Ironic.

imageIt was the last full day of my father’s visit to me in Malta before he returned to his home in Australia, so I took him to Mdina for a Sunday treat of cake at Fontenella’s.
My father turns eighty-four years of age in two month’s time and has become very forgetful and easily confused. This could be the last time he visits me here and possibly the last time he will ever be in Malta, his country of birth.
My father convinced my mother to move to Australia just after they were married, and her father to allow her to leave Malta, in nineteen fifty-five. They took advantage of the subsidised ship’s passage offered by the immigrant hungry Australian government. Ostensibly, it was only for the minimum two year stay that was set by the Australian government, so that the immigration contract would not be broken and my father would not have to pay back the fare subsidy. There was little work in Malta, wages were very low and there was a housing shortage. The two years in Australia would be enough to save the money needed for the fare back to Malta and to buy a house on their return.
Almost sixty-two years, three children and four grandchildren later, they are both still in Australia.
My maternal grandfather to his dying day, never forgave my father for failing to return his favourite daughter.
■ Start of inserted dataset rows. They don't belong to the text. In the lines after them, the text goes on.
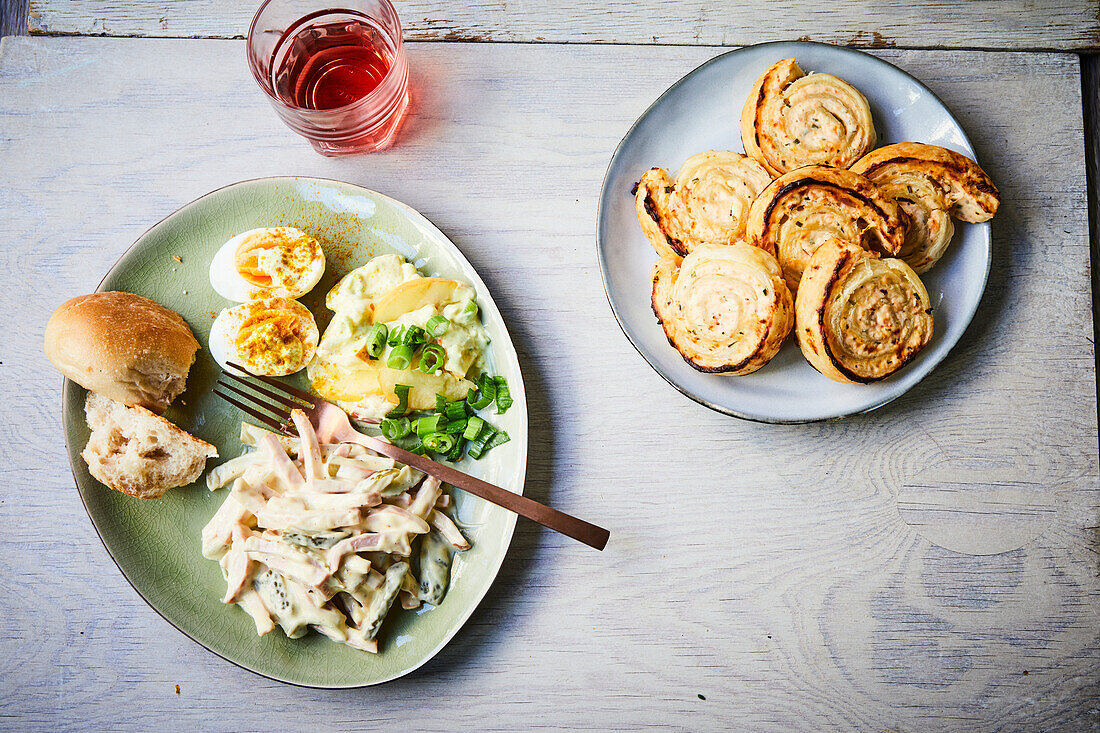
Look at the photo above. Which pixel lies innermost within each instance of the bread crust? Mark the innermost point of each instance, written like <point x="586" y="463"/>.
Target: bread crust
<point x="791" y="119"/>
<point x="801" y="209"/>
<point x="860" y="318"/>
<point x="931" y="184"/>
<point x="122" y="346"/>
<point x="705" y="205"/>
<point x="725" y="308"/>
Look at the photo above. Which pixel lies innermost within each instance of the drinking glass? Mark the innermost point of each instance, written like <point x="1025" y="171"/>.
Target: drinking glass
<point x="337" y="76"/>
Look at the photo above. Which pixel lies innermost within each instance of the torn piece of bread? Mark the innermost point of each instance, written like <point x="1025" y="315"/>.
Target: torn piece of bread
<point x="138" y="452"/>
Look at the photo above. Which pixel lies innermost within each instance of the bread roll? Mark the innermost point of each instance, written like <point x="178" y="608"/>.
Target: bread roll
<point x="931" y="185"/>
<point x="791" y="120"/>
<point x="860" y="318"/>
<point x="802" y="209"/>
<point x="122" y="346"/>
<point x="725" y="308"/>
<point x="706" y="204"/>
<point x="140" y="453"/>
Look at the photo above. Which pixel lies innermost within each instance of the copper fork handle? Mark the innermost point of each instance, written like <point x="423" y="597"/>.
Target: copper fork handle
<point x="568" y="525"/>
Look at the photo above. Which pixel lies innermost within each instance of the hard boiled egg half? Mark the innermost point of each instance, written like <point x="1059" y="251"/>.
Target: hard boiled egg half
<point x="267" y="262"/>
<point x="272" y="336"/>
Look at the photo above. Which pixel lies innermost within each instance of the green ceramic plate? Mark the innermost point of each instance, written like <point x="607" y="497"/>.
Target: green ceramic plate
<point x="156" y="543"/>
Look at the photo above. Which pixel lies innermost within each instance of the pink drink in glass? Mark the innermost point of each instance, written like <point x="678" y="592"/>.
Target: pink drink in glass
<point x="338" y="77"/>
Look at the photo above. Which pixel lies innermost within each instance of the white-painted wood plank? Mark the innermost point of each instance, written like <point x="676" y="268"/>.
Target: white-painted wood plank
<point x="1059" y="24"/>
<point x="932" y="566"/>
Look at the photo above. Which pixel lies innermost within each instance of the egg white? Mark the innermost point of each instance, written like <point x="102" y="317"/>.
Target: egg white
<point x="228" y="282"/>
<point x="226" y="329"/>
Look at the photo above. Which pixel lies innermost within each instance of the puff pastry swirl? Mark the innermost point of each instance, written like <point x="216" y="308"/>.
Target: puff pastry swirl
<point x="706" y="204"/>
<point x="860" y="318"/>
<point x="804" y="208"/>
<point x="931" y="185"/>
<point x="725" y="309"/>
<point x="792" y="119"/>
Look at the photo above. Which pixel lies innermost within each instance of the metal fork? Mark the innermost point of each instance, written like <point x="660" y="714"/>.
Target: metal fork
<point x="329" y="419"/>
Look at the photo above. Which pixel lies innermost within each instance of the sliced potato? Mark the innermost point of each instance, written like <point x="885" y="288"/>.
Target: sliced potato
<point x="424" y="386"/>
<point x="416" y="294"/>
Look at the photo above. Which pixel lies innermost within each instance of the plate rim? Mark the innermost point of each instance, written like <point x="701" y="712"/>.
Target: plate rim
<point x="519" y="395"/>
<point x="721" y="408"/>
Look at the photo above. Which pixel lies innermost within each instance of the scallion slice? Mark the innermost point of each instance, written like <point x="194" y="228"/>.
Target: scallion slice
<point x="498" y="438"/>
<point x="476" y="402"/>
<point x="437" y="326"/>
<point x="395" y="336"/>
<point x="400" y="357"/>
<point x="415" y="336"/>
<point x="411" y="442"/>
<point x="455" y="452"/>
<point x="427" y="425"/>
<point x="503" y="395"/>
<point x="479" y="447"/>
<point x="455" y="411"/>
<point x="457" y="427"/>
<point x="439" y="442"/>
<point x="403" y="401"/>
<point x="431" y="358"/>
<point x="474" y="426"/>
<point x="395" y="428"/>
<point x="487" y="386"/>
<point x="376" y="340"/>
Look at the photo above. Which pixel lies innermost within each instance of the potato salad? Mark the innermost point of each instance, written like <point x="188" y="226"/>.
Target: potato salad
<point x="392" y="326"/>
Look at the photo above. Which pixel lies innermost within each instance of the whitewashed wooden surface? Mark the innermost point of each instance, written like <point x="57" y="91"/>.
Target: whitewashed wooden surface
<point x="1056" y="24"/>
<point x="934" y="566"/>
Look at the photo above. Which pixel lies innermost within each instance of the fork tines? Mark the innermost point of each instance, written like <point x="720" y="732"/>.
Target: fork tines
<point x="276" y="416"/>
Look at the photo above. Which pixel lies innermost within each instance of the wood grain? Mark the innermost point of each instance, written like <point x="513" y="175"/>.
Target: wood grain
<point x="932" y="566"/>
<point x="12" y="18"/>
<point x="1059" y="24"/>
<point x="1090" y="91"/>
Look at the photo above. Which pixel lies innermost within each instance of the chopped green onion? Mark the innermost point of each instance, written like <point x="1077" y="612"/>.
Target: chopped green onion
<point x="403" y="401"/>
<point x="376" y="340"/>
<point x="395" y="336"/>
<point x="437" y="326"/>
<point x="411" y="442"/>
<point x="415" y="336"/>
<point x="503" y="395"/>
<point x="400" y="357"/>
<point x="455" y="452"/>
<point x="455" y="411"/>
<point x="455" y="426"/>
<point x="439" y="442"/>
<point x="427" y="424"/>
<point x="498" y="438"/>
<point x="487" y="386"/>
<point x="474" y="426"/>
<point x="395" y="428"/>
<point x="475" y="402"/>
<point x="431" y="358"/>
<point x="479" y="446"/>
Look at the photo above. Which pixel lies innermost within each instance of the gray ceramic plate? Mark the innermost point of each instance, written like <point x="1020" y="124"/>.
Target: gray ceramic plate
<point x="156" y="543"/>
<point x="702" y="111"/>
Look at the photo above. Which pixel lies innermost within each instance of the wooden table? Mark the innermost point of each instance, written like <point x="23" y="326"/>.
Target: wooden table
<point x="933" y="566"/>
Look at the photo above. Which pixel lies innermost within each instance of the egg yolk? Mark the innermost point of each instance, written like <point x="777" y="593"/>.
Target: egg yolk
<point x="270" y="341"/>
<point x="276" y="258"/>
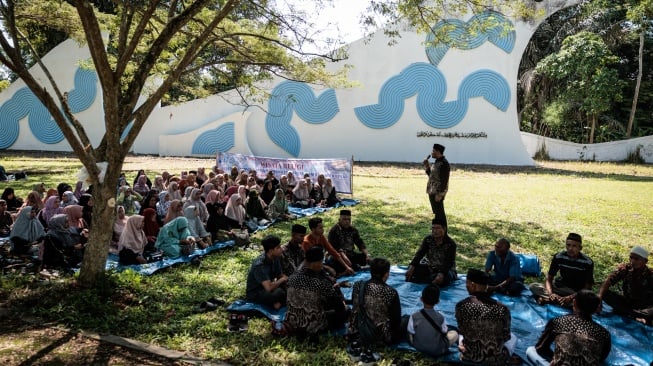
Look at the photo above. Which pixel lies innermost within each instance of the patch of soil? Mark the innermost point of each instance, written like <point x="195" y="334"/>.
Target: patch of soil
<point x="37" y="344"/>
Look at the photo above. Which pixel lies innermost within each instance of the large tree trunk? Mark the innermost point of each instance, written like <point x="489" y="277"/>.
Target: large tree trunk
<point x="97" y="251"/>
<point x="633" y="109"/>
<point x="593" y="128"/>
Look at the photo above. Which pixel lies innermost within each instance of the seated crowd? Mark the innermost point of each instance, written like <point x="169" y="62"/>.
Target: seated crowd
<point x="176" y="214"/>
<point x="169" y="214"/>
<point x="297" y="275"/>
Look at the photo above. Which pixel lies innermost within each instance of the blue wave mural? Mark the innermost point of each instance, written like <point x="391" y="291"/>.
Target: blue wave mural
<point x="220" y="139"/>
<point x="289" y="97"/>
<point x="489" y="26"/>
<point x="24" y="103"/>
<point x="429" y="84"/>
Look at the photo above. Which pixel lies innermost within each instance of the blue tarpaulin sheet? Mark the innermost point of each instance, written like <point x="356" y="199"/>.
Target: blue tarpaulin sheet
<point x="632" y="342"/>
<point x="150" y="268"/>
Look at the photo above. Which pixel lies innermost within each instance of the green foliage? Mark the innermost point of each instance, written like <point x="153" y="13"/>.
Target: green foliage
<point x="584" y="67"/>
<point x="619" y="28"/>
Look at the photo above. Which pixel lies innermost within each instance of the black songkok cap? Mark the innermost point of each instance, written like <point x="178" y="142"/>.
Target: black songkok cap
<point x="441" y="222"/>
<point x="315" y="254"/>
<point x="478" y="276"/>
<point x="301" y="229"/>
<point x="575" y="237"/>
<point x="438" y="147"/>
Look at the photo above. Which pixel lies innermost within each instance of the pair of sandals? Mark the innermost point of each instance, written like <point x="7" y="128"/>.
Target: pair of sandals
<point x="210" y="305"/>
<point x="238" y="323"/>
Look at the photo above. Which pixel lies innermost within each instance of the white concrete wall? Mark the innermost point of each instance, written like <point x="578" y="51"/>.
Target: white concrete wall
<point x="178" y="130"/>
<point x="608" y="151"/>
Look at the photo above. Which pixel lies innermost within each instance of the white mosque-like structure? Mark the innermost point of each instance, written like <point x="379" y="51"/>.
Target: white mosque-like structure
<point x="409" y="96"/>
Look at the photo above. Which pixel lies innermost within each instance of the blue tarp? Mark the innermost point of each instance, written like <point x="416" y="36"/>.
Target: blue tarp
<point x="150" y="268"/>
<point x="631" y="341"/>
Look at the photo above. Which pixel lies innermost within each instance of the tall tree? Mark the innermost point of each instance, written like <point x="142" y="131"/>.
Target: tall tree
<point x="584" y="68"/>
<point x="162" y="39"/>
<point x="639" y="13"/>
<point x="235" y="42"/>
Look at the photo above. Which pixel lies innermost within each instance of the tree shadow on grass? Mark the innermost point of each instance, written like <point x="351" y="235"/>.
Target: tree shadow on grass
<point x="539" y="170"/>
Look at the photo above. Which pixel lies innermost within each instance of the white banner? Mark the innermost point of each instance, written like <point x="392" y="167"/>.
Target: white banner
<point x="339" y="170"/>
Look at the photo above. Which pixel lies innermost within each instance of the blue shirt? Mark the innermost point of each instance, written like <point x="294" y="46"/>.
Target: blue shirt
<point x="509" y="268"/>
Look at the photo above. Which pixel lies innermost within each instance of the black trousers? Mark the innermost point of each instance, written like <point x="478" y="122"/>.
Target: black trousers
<point x="438" y="208"/>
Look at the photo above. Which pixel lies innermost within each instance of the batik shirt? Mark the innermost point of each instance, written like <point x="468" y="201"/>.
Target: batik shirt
<point x="309" y="296"/>
<point x="438" y="177"/>
<point x="440" y="258"/>
<point x="382" y="307"/>
<point x="292" y="257"/>
<point x="579" y="341"/>
<point x="637" y="286"/>
<point x="485" y="326"/>
<point x="574" y="272"/>
<point x="345" y="239"/>
<point x="262" y="269"/>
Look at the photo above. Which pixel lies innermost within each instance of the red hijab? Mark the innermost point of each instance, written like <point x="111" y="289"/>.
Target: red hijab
<point x="151" y="227"/>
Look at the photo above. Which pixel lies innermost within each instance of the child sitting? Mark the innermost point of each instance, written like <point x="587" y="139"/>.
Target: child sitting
<point x="427" y="328"/>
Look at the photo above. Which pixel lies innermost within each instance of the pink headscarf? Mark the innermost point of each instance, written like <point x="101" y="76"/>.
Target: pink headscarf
<point x="133" y="236"/>
<point x="51" y="208"/>
<point x="235" y="210"/>
<point x="75" y="214"/>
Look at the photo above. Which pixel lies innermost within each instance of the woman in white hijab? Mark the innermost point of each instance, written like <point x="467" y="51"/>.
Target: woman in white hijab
<point x="27" y="231"/>
<point x="196" y="200"/>
<point x="196" y="228"/>
<point x="132" y="241"/>
<point x="235" y="210"/>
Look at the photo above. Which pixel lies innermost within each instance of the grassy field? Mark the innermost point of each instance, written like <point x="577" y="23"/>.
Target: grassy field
<point x="609" y="204"/>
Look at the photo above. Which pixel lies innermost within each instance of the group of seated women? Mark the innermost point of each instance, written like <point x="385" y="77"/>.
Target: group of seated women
<point x="194" y="210"/>
<point x="173" y="214"/>
<point x="45" y="226"/>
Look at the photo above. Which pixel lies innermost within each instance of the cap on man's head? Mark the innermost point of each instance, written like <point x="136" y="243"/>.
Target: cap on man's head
<point x="640" y="251"/>
<point x="431" y="294"/>
<point x="270" y="242"/>
<point x="438" y="221"/>
<point x="438" y="147"/>
<point x="315" y="254"/>
<point x="575" y="237"/>
<point x="478" y="276"/>
<point x="297" y="228"/>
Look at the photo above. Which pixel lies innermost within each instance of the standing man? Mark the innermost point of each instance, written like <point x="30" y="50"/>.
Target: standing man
<point x="576" y="273"/>
<point x="438" y="183"/>
<point x="435" y="260"/>
<point x="265" y="281"/>
<point x="636" y="297"/>
<point x="292" y="253"/>
<point x="316" y="238"/>
<point x="345" y="238"/>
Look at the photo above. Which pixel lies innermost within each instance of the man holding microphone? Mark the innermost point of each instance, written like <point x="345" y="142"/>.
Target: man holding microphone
<point x="438" y="183"/>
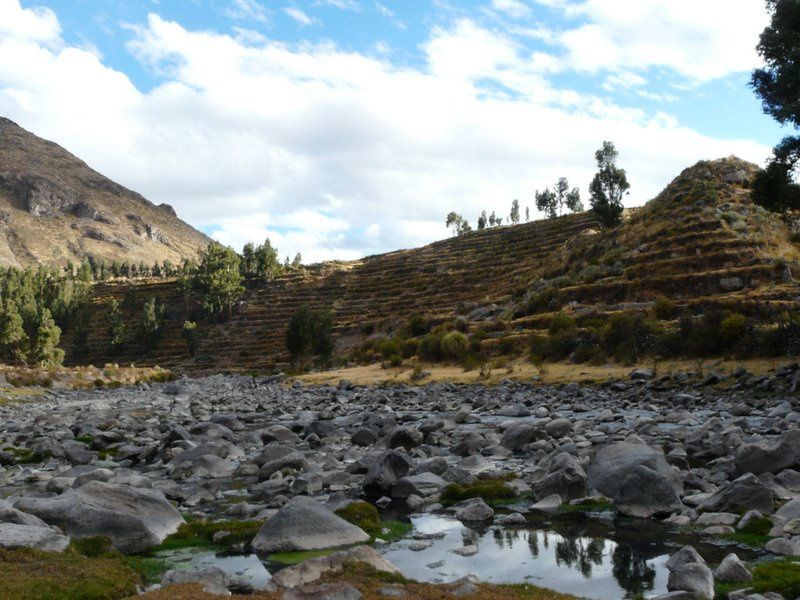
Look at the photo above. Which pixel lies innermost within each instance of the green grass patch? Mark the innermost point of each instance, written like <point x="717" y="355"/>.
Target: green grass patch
<point x="755" y="533"/>
<point x="781" y="576"/>
<point x="588" y="505"/>
<point x="36" y="575"/>
<point x="493" y="491"/>
<point x="25" y="456"/>
<point x="200" y="534"/>
<point x="366" y="516"/>
<point x="150" y="568"/>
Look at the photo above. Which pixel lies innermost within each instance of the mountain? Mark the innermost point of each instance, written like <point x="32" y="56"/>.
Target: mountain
<point x="702" y="243"/>
<point x="54" y="208"/>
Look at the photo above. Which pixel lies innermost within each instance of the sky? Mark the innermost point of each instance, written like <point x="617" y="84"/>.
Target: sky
<point x="343" y="128"/>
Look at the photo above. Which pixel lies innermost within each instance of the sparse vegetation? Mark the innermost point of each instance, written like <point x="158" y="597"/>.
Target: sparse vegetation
<point x="310" y="335"/>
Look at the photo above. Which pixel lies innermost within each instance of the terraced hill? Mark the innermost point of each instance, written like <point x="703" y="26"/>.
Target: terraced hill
<point x="701" y="243"/>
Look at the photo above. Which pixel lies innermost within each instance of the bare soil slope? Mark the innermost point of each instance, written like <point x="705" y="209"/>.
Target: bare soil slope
<point x="55" y="208"/>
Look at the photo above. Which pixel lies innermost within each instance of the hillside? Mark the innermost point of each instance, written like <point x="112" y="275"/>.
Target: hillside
<point x="701" y="243"/>
<point x="55" y="208"/>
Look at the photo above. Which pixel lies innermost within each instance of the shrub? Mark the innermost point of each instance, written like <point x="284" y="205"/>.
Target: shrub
<point x="420" y="324"/>
<point x="663" y="308"/>
<point x="627" y="336"/>
<point x="430" y="347"/>
<point x="310" y="333"/>
<point x="190" y="336"/>
<point x="732" y="330"/>
<point x="409" y="348"/>
<point x="388" y="348"/>
<point x="561" y="322"/>
<point x="454" y="345"/>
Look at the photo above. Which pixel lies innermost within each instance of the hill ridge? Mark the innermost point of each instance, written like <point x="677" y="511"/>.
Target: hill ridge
<point x="55" y="208"/>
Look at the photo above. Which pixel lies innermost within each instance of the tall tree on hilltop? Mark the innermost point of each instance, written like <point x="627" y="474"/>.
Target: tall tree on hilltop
<point x="459" y="224"/>
<point x="218" y="280"/>
<point x="778" y="86"/>
<point x="514" y="211"/>
<point x="547" y="202"/>
<point x="567" y="198"/>
<point x="608" y="187"/>
<point x="46" y="352"/>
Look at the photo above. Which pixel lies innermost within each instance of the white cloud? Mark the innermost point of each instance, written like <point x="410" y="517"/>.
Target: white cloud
<point x="699" y="40"/>
<point x="299" y="16"/>
<point x="329" y="152"/>
<point x="624" y="80"/>
<point x="513" y="8"/>
<point x="341" y="4"/>
<point x="247" y="10"/>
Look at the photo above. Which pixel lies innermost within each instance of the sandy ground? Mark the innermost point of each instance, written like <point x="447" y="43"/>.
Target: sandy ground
<point x="525" y="371"/>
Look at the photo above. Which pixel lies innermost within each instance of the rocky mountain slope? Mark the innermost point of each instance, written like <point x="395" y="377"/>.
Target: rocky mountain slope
<point x="702" y="243"/>
<point x="55" y="208"/>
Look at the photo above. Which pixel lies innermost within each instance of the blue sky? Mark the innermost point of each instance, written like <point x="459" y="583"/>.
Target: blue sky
<point x="345" y="127"/>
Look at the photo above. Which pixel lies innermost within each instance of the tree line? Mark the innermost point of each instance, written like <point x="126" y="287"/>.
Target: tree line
<point x="606" y="191"/>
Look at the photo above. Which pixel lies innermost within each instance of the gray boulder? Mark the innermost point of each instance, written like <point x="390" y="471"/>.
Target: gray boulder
<point x="519" y="435"/>
<point x="612" y="464"/>
<point x="769" y="456"/>
<point x="134" y="518"/>
<point x="385" y="472"/>
<point x="742" y="494"/>
<point x="312" y="569"/>
<point x="305" y="524"/>
<point x="45" y="538"/>
<point x="732" y="570"/>
<point x="646" y="493"/>
<point x="695" y="578"/>
<point x="565" y="477"/>
<point x="423" y="485"/>
<point x="473" y="510"/>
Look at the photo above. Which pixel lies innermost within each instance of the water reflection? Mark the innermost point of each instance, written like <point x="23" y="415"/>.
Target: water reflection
<point x="571" y="559"/>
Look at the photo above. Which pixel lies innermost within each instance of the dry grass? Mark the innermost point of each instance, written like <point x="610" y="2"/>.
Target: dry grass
<point x="520" y="370"/>
<point x="30" y="381"/>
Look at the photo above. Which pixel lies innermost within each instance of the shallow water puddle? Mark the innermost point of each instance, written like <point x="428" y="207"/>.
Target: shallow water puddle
<point x="244" y="568"/>
<point x="589" y="567"/>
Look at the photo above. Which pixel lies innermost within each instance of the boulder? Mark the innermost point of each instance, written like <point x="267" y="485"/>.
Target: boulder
<point x="312" y="569"/>
<point x="385" y="472"/>
<point x="558" y="428"/>
<point x="646" y="493"/>
<point x="769" y="456"/>
<point x="473" y="510"/>
<point x="519" y="435"/>
<point x="612" y="464"/>
<point x="404" y="437"/>
<point x="565" y="477"/>
<point x="134" y="518"/>
<point x="685" y="555"/>
<point x="732" y="570"/>
<point x="422" y="485"/>
<point x="695" y="578"/>
<point x="742" y="494"/>
<point x="45" y="538"/>
<point x="305" y="524"/>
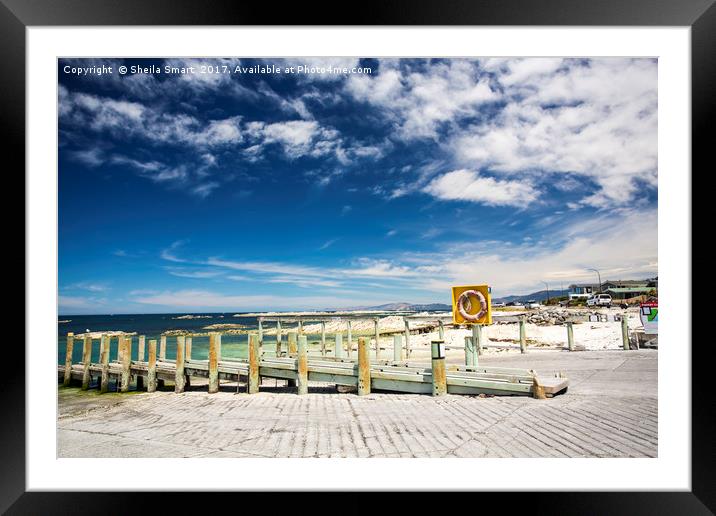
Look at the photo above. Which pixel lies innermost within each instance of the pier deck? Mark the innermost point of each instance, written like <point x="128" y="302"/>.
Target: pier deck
<point x="610" y="410"/>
I will be eternally grateful to my father for making that momentous decision, as I have had opportunities and successes, financial and otherwise, that a boy from my father’s neighbourhood in Malta could not have imagined in his wildest dreams. I now have beautiful homes in both Australia and Malta and for the last five years have spent around six months of each year in both countries.

We enjoyed the cake and tea at Fontenella’s, overlooking the panoramic view of most of the island of Malta below us. The funny thing was, when the waiter came over to our table to see what we wanted, I spoke to him and ordered in Maltese; my father ordered in English.